Victoria Garofalo had been working as a biologist for almost ten years but felt like something was missing in her life. What she wanted was a job where she could help create a healthier world. Victoria has two young children and was worried about their futures. The problem was how to accomplish that. “I wanted to do more to not only reduce our family’s waste footprint but help others in our community do the same,” said Garofalo.

After months of research, Garofalo set up a business that sells eco-friendly products that reduce waste by reducing consumption and packaging. Welcome to A Greener Place in Waterdown, where all products are made of organic and vegan formulations and are respectful to the environment in that they don’t include carcinogens, parabens, phosphates, or sulfates. “The products we carry are meant to last, but they also carry a responsible footprint when they reach the end of their lifespan,” said Garofalo.

Cleaning products for the home include a toilet bowl cleaner that’s made from baking soda, citric acid, and peppermint essential oil. Her products for the body include a brown sugar body scrub and clay deodorant made of coconut oil. All packaging is reusable, refillable, or locally handmade.

For those getting into zero waste, Garofalo said the concept can be a little daunting which is why she suggests people start by simply replacing a single-use product with a reusable or plastic-free option. “Thoughtful and reduced consumption is a more realistic approach to reducing your everyday waste,” advises Garofalo.

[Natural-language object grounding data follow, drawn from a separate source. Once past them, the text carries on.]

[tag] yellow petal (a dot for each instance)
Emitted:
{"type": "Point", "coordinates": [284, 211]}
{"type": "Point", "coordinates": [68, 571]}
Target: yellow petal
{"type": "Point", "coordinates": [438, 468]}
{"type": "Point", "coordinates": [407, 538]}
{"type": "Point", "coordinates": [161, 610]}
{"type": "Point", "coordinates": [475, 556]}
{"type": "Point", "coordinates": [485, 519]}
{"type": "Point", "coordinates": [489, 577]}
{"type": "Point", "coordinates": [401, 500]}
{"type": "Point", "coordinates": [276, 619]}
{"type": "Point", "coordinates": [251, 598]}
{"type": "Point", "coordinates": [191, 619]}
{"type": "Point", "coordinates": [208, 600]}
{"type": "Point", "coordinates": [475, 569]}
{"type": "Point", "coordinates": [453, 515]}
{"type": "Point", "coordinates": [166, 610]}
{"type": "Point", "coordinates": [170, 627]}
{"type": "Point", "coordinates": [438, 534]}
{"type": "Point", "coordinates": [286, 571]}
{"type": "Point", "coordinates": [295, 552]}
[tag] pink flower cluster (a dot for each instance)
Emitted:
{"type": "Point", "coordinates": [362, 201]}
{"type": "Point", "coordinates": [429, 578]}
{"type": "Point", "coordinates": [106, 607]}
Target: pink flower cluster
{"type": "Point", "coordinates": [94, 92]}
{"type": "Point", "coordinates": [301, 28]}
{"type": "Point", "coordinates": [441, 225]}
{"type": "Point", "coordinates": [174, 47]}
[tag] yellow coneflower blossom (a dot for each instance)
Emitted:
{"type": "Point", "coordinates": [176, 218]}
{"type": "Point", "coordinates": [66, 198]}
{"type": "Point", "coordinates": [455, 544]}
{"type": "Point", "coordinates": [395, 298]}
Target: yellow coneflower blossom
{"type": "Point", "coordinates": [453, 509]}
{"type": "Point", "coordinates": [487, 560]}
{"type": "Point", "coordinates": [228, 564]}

When the pandemic hit, Garofalo introduced a mason jar deposit/refund program where customers pre-fill clean mason jars with refill products and people return the empty jars which are sanitized and reused.

A Greener Space is one of a handful of zero-waste stores that have popped up recently in response to the public’s growing desire to preserve and respect the environment.

At EcoFillosophy in Bronte, the goal of co-founders, Thanh To and Renata Darling, is to encourage people to live more sustainably. They sell all-natural home and personal care products that come in packaging that can be reused, refilled, or recycled. “We aim to keep our footprint small by targeting small-batch makers from across Canada,” said To, who launched the full-service refillery shop in July.

Their products include laundry detergent, dish and hand soaps, shampoos, lotions, deodorants, toothpaste, and floss. They offer glass and aluminum jars and tins, as well as pumps and sprayers that customers can purchase or borrow. Customers can also bring their own empty, clean, and dry containers. 

Since COVID-19 hit, they’ve been disinfecting all containers brought to the shop before and after filling.

While their customers range in age and backgrounds, To said their similarity is that “they are all trying to do the best for their families and the world around us.” “Some have been refilling for years and come with well-loved containers to cart their goods home,” said To.

Koby Hicks’s inspiration to open the Refillery Market came to her while she was throwing out an empty laundry detergent dispenser.  “I stopped in my tracks thinking, Why can’t I simply refill this bottle and continue to use it?”

As owner/operator, Hicks said Refillery Market offers Canadian-made products that are free from harmful chemicals to protect people and the environment.  They offer home essentials in bulk along with zero-waste goods like shampoo, conditioner, toothpaste, mouthwash and lotion, detergents, cleaning vinegar, and dryer balls. Eliminating plastic waste is their end goal so they buy in bulk. Once the product has been used, they take the packaging back to sanitize and reuse.

Hicks normally sells their products at the Burlington Farmers’ Market and The Civitan Farmers Market in Oakville, but has switched since the pandemic to focus more on home delivery within the local area.  Orders are now delivered in 3 sizes of mason jars, with a $2 deposit fee.  Once customers are ready to refill their jars, they leave the empty ones on the doorstep on the delivery day, and they are swapped with the full ones!

Besides their love of the environment and clean-products, each of these forward-thinking establishments has another thing in common, “We’re bringing back the milkman method,” said Hicks.